There are a number of potential benefits to having a W&I policy in place for M&A transactions not the least of which is that it can be a valuable tool in solving potential roadblocks in negotiations on the question of allocation of risk.
Other relevant matters to take into consideration and factors in favour of taking out a W&I policy include the following:
Clean exit – These policies can be used to ensure that a clean exit occurs with defined certainty as to the extent of any potential liability exposure arising out of the transaction. This is particularly true for a seller who can conduct the sale in the knowledge that there will be no lengthy tail liability for potential breaches;
Buyer confidence/transfer of risk – A buyer is likely to take comfort from the fact that if there has been an unidentified breach of warranty or indemnity the W&I policy will effectively place them back in the same position as if the breach had not occurred. This may also mean that there does not need to be any discounting of the purchase price or lengthy escrow provisions built into the transaction. The use of a W&I policy can also assist in facilitating a resolution between the different expectations regarding risk and liability that parties may bring to a transaction;
Protection of Assets & Avoiding Litigation – The use of a W&I policy can mean that in the event of an alleged breach of warranty or indemnity the seller’s assets and the proceeds of sale are protected from potentially expensive litigation;
Distressed Asset Sales/Insolvency – W&I insurance is useful in transactions involving a distressed sale situation because a buyer can take comfort from the additional security offered by the insurance;
Confidence for lenders – The existence of a W&I policy is likely to provide any prospective lender with a degree of certainty and confidence as well;
Multiple sellers/Unwillingness to sue the seller – A buyer may either not wish to have the potential expense and stress of suing for breach of indemnity and warranty where there are multiple sellers involved or may, for some other reason, be reluctant to sue the seller in the event that a breach of warranty or indemnity has occurred. With a W&I policy in place both of these potential problems are averted with any claim being made on the insurer on the policy rather than any seller or group of sellers;
Preservation of relationships – In situations where the seller remains involved in the business or organisation in some capacity after the transaction there is likely to be some reluctance on the part of the seller to sue for a breach. This scenario is also likely to apply in joint venture agreements. A W&I policy shifts the liability for any breach to the insurer and effectively allows the parties to maintain their relationship;
Jurisdictional differences – A buyer entering into a new market may have some concerns and be uncertain as to how it would be able to recover for any breach of warranty or indemnity and may also be concerned about the cost of any such recovery action. Similarly, a seller who is conducting business may be leaving the jurisdiction after the sale and may also want to have certainty as to their exposure for any claims after the sale. W&I insurance takes away this uncertainty as the claim is made on the insurer under the policy rather than via contested litigation; and
Potential to enhance a bid – W&I policies may be used as a means to reduce a seller’s liability and indemnity for any breaches as the policy is able to provide the purchaser with a separate means of reparation for any breaches (above and beyond what the purchaser may be able to claim from the seller).

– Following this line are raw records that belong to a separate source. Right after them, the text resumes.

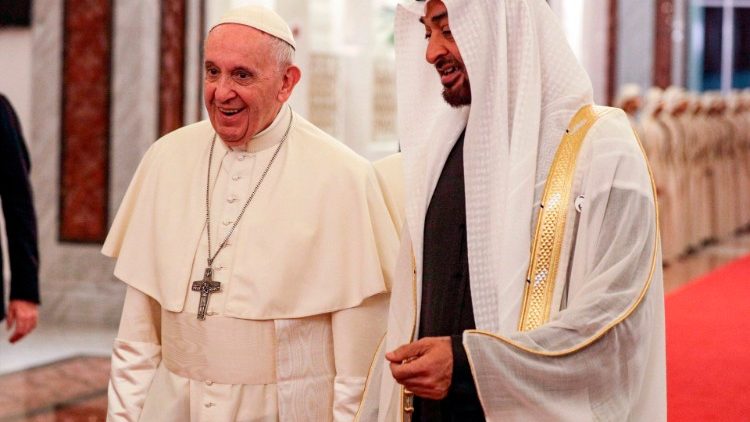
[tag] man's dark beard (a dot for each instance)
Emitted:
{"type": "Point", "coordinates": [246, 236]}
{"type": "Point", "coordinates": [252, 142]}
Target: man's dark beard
{"type": "Point", "coordinates": [460, 97]}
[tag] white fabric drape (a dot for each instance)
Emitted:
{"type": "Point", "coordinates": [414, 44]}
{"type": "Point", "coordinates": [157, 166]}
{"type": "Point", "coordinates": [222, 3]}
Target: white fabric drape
{"type": "Point", "coordinates": [601, 357]}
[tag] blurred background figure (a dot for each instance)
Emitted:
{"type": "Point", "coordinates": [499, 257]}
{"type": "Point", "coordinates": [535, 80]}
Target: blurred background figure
{"type": "Point", "coordinates": [20, 227]}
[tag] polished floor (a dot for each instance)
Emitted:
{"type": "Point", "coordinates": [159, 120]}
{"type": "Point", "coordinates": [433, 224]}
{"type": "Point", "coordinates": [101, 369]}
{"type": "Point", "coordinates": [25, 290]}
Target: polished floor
{"type": "Point", "coordinates": [59, 374]}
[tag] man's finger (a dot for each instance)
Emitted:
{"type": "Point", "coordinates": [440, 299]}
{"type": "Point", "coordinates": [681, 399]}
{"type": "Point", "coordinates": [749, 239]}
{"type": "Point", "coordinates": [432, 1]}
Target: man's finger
{"type": "Point", "coordinates": [404, 371]}
{"type": "Point", "coordinates": [10, 318]}
{"type": "Point", "coordinates": [406, 352]}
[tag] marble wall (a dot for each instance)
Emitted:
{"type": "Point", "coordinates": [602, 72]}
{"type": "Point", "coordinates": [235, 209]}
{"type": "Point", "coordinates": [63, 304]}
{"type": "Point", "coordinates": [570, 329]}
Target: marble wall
{"type": "Point", "coordinates": [77, 282]}
{"type": "Point", "coordinates": [635, 57]}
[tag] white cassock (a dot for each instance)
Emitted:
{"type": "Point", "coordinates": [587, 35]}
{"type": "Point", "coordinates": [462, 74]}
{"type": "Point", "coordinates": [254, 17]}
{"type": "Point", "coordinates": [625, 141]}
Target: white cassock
{"type": "Point", "coordinates": [601, 356]}
{"type": "Point", "coordinates": [304, 276]}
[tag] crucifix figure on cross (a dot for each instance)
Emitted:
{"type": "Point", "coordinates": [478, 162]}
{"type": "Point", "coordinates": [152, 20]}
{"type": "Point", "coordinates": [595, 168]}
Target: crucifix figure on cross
{"type": "Point", "coordinates": [206, 287]}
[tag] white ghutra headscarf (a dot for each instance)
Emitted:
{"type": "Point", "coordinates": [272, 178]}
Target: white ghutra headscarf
{"type": "Point", "coordinates": [601, 355]}
{"type": "Point", "coordinates": [526, 85]}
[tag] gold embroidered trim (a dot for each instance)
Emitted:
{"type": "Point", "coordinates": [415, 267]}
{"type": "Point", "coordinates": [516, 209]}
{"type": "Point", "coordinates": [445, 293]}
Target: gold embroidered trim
{"type": "Point", "coordinates": [605, 329]}
{"type": "Point", "coordinates": [407, 398]}
{"type": "Point", "coordinates": [550, 227]}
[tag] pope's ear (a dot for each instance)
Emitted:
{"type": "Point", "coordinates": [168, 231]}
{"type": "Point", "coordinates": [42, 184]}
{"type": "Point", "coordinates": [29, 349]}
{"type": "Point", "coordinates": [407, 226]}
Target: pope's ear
{"type": "Point", "coordinates": [291, 76]}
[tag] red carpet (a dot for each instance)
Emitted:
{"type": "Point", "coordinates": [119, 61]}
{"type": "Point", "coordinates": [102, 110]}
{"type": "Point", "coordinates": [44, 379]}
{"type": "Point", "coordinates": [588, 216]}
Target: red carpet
{"type": "Point", "coordinates": [708, 347]}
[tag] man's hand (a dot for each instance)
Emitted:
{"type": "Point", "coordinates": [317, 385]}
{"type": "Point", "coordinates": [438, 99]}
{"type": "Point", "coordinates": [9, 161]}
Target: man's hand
{"type": "Point", "coordinates": [23, 315]}
{"type": "Point", "coordinates": [424, 367]}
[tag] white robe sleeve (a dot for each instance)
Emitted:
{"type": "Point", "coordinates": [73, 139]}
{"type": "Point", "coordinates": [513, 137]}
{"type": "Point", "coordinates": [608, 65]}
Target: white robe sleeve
{"type": "Point", "coordinates": [135, 357]}
{"type": "Point", "coordinates": [356, 335]}
{"type": "Point", "coordinates": [601, 357]}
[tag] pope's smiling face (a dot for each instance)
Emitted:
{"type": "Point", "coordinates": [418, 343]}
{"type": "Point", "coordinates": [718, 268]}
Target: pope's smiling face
{"type": "Point", "coordinates": [442, 52]}
{"type": "Point", "coordinates": [244, 86]}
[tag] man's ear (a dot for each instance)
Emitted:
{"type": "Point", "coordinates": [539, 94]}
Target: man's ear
{"type": "Point", "coordinates": [291, 76]}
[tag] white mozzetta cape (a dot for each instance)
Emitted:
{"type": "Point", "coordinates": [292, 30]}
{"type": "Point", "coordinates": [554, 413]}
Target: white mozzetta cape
{"type": "Point", "coordinates": [317, 236]}
{"type": "Point", "coordinates": [602, 354]}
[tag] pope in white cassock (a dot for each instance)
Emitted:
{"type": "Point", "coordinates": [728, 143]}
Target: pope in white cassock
{"type": "Point", "coordinates": [257, 251]}
{"type": "Point", "coordinates": [538, 211]}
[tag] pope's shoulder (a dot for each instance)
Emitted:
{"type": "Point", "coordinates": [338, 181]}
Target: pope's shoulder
{"type": "Point", "coordinates": [322, 153]}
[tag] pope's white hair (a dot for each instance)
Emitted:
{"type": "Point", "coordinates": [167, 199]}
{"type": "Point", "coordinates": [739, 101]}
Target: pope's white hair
{"type": "Point", "coordinates": [281, 50]}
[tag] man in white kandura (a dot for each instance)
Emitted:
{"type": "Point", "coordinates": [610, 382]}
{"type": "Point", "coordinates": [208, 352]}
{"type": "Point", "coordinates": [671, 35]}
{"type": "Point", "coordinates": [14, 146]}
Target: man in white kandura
{"type": "Point", "coordinates": [253, 246]}
{"type": "Point", "coordinates": [480, 328]}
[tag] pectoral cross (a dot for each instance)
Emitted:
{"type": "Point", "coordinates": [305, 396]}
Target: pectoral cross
{"type": "Point", "coordinates": [206, 287]}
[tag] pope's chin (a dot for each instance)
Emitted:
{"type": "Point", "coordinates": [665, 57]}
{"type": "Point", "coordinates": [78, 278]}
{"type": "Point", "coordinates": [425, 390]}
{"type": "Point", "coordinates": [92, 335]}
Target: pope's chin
{"type": "Point", "coordinates": [232, 135]}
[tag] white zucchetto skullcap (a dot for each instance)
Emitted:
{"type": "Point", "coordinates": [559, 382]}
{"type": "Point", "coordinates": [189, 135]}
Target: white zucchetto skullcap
{"type": "Point", "coordinates": [260, 18]}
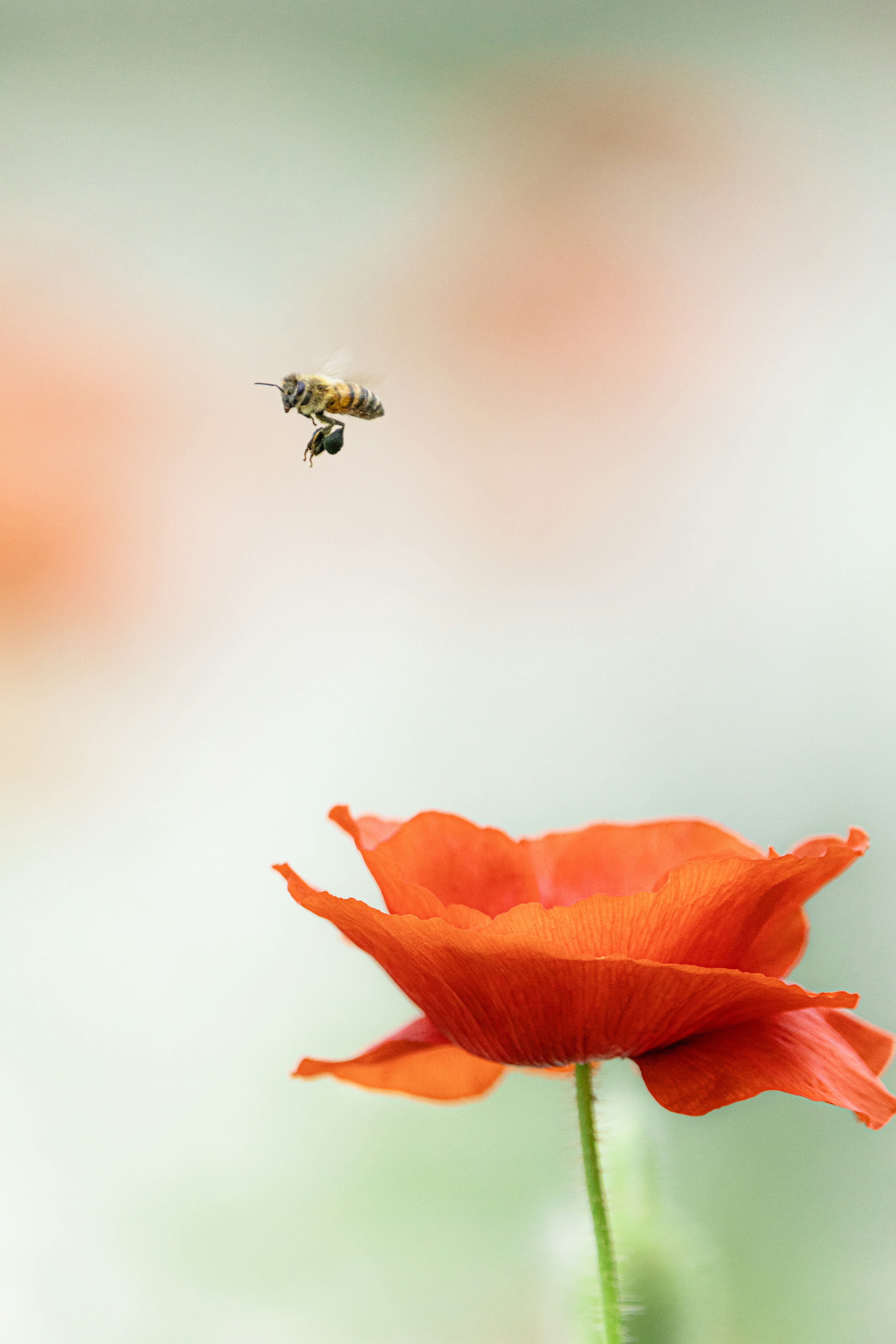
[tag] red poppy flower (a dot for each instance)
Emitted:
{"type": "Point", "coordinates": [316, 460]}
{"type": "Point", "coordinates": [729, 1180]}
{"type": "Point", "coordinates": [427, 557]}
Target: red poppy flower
{"type": "Point", "coordinates": [663, 941]}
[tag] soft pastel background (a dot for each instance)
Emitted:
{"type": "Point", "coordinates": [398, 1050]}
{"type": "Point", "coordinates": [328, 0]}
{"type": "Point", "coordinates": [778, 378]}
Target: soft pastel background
{"type": "Point", "coordinates": [623, 546]}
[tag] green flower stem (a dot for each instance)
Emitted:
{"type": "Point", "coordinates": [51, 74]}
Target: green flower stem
{"type": "Point", "coordinates": [606, 1260]}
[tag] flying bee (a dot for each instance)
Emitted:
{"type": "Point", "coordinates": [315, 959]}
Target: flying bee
{"type": "Point", "coordinates": [315, 396]}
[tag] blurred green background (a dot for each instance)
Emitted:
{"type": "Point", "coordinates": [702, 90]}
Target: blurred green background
{"type": "Point", "coordinates": [621, 548]}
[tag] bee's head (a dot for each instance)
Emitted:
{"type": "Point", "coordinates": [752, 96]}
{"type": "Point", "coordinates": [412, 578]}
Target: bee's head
{"type": "Point", "coordinates": [292, 389]}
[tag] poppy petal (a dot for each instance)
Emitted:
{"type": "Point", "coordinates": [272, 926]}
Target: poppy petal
{"type": "Point", "coordinates": [710, 913]}
{"type": "Point", "coordinates": [780, 945]}
{"type": "Point", "coordinates": [619, 859]}
{"type": "Point", "coordinates": [456, 861]}
{"type": "Point", "coordinates": [520, 1001]}
{"type": "Point", "coordinates": [417, 1061]}
{"type": "Point", "coordinates": [731, 908]}
{"type": "Point", "coordinates": [872, 1043]}
{"type": "Point", "coordinates": [798, 1053]}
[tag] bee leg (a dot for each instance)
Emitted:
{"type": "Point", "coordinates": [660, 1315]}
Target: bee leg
{"type": "Point", "coordinates": [332, 440]}
{"type": "Point", "coordinates": [315, 445]}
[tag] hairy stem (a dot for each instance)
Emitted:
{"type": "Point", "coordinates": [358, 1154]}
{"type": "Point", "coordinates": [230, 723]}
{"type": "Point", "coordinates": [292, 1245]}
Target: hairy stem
{"type": "Point", "coordinates": [594, 1183]}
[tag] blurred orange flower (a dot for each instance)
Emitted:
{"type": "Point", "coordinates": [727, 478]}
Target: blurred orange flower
{"type": "Point", "coordinates": [662, 941]}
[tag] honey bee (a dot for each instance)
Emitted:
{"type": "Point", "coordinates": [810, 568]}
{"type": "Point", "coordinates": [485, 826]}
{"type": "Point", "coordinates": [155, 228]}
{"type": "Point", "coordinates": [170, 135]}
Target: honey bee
{"type": "Point", "coordinates": [315, 396]}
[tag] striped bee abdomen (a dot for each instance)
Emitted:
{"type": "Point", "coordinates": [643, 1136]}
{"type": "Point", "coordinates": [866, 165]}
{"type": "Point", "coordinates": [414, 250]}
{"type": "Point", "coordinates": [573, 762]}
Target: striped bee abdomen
{"type": "Point", "coordinates": [354, 400]}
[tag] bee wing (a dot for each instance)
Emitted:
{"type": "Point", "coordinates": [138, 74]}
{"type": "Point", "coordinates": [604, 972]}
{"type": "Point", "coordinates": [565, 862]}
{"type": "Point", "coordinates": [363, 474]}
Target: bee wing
{"type": "Point", "coordinates": [340, 366]}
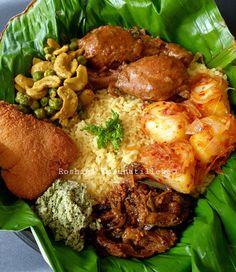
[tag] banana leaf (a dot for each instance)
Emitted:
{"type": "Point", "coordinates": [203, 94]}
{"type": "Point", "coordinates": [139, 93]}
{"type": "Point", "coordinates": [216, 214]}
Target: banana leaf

What is not covered by a W&I policy?
Most W&I ‘sell-side’ policies will seek to exclude any loss suffered as a result of fraudulent conduct by the seller.
While a buyer may be covered against the loss that would arise from fraudulent seller activity if they take out a ‘buy-side’ policy, it is likely that such a policy will give the insurer the seller’s subrogated rights which would then enable the insurer to proceed against the seller directly.
In land related transactions the Insurer may seek to exclude warranties relating to environmental matters and the structure of the building.
The wording of the policy is important and ordinarily requires negotiation with the insurer.